The spirit of Protestantism is to always go back to scripture. It is not a call to think outside the context of the church, but to always test what the church says against scripture.
Unfortunately today we find many protestant churches who are developing extensive written and verbal tradition which they hold to be unquestionable. It is not that people should immediately doubt written or verbal tradition, but all tradition is subservient to the word of God.
No tradition can be unquestionable in itself. It only stands or falls in its relation to the revelation of God.
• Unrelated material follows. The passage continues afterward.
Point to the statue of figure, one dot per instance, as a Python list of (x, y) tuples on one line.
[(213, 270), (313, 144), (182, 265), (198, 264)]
I personally feel that traditions in churches are not a detriment and are often a help to the church as long as the church realizes the traditions cannot be held in any absolute way. The issue is that often the traditions of the church begin to become indistinguishable from the teaching of God to the leaders of churches.
I have been in a number of churches where the eldership seems to believe certain pieces of generally good advice are commandments in scripture. I often search for the biblical basis of this good advice and cannot find any absolute grounding in scripture.
We should always distinguish between what is generally good advice and what is scripture. And what is tradition that our church appreciates and tradition which is mandated by scripture (i.e. baptism and the Lord's supper).
I believe non-biblically mandated traditions and general wisdom have a place in churches, but they can never be viewed absolutely or espoused as if they are scripture. We must always distinguish between the clear teaching of scripture and our culturally conditioned applications of wisdom and worship.